Consider Choosing Whole House Ion Exchange if:


  1. Your primary concern is for the removal of Uranium from your water. If you have other contaminants in your water in addition to Uranium, such as Arsenic, consider an RO system. RO systems (point of use or whole house) are ideal for removing these two concerns simultaneously. Still weigh out the costs! Even having both a whole house Ion Exchange Uranium system AND a whole house Arsenic system will most likely cost far less than the whole house RO alternative.
  2. Your Budget doesn’t allow for the cost of a whole house RO system. Most households just simply aren’t in the affordability range of a whole house RO system. In addition, you could be looking at many hundreds of dollars per year in ongoing costs for a whole house RO system. It’s important to think both short and long term.
  3. You are comfortable remembering to add pellets to your system.  As we mentioned before, you’d have to be a pretty forgetful person to allow that perfect storm of circumstances that could potentially cause issues. One option is to simply arrange with your water treatment professional to make a reminder call or email every month or two. If life gets busy, at least you’ll know someone will be there to help remind you to stay on top of things and your system will be working properly as it should.
  4. Your water’s pH isn’t low to begin with. The resin used in an Ion Exchange Uranium system will typically lower water’s pH level. If your water’s pH is already low (corrosive), you will want to look at installing some sort of neutralizing system as part of your installation so your water doesn’t end up becoming too corrosive. Neutralizer systems typically range between $1500 and $1900. Together, going this route will still be FAR less than the cost of a whole house RO system.

We’ve been using Ion Exchange systems for the removal of well water Uranium for a great deal of years now. We’ve had incredibly reliable success with these systems. Issues are rare and customers have been very happy with the units.

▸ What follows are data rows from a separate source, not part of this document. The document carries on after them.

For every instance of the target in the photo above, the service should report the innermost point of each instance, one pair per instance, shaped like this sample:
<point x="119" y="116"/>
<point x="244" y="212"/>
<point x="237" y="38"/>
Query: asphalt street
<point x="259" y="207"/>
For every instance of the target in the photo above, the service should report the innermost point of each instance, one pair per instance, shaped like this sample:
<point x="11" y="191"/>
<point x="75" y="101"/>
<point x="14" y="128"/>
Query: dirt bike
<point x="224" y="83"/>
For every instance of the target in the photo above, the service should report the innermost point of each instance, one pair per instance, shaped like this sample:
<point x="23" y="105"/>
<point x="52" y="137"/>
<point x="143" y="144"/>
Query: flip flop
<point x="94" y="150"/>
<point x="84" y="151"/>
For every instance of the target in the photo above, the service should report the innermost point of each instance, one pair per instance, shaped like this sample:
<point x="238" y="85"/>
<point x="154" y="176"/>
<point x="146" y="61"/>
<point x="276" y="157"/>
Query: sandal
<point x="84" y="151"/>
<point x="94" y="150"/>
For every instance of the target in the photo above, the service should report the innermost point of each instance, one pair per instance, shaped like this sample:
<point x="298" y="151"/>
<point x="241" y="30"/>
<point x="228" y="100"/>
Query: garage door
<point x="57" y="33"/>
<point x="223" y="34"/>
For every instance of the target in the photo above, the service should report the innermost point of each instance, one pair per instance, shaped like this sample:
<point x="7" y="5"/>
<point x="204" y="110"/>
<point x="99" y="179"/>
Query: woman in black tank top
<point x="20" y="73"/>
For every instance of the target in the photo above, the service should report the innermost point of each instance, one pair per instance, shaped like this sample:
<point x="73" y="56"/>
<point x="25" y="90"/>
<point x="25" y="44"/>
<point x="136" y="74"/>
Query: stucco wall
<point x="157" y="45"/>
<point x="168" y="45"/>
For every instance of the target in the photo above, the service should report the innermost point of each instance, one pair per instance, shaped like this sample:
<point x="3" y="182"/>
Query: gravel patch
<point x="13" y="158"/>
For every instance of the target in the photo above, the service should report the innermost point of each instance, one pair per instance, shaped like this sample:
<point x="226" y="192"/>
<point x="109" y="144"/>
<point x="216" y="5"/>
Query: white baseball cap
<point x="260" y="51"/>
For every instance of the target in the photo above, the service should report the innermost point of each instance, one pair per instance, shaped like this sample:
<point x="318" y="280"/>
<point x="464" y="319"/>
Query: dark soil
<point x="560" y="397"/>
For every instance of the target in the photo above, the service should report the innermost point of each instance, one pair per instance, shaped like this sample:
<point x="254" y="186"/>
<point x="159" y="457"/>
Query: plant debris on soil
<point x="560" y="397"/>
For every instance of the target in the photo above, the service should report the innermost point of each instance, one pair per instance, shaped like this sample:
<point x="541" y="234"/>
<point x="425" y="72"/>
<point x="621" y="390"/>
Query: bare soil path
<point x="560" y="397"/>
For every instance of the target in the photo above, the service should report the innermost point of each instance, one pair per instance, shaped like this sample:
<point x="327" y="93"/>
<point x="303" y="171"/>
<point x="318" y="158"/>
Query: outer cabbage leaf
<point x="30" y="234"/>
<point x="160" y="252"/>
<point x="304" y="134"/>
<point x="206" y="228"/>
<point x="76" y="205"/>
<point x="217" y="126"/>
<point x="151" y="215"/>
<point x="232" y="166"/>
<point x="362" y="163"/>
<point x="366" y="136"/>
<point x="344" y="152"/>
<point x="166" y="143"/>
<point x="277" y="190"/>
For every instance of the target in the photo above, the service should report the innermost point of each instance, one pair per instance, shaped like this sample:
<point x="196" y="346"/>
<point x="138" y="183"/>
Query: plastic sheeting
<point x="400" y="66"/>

We’ve installed these systems in schools, day cares, camp grounds and residential homes in countless cases.

For more on this see: Uranium 101 | Is my Water Safe?

My best advice for you is to do your homework. Weigh out all the pros and cons of each treatment method. Most importantly, make sure you are very comfortable with the treatment professional you choose. Make sure they have your best interests in mind and aren’t looking primarily at what makes the most sense to their business.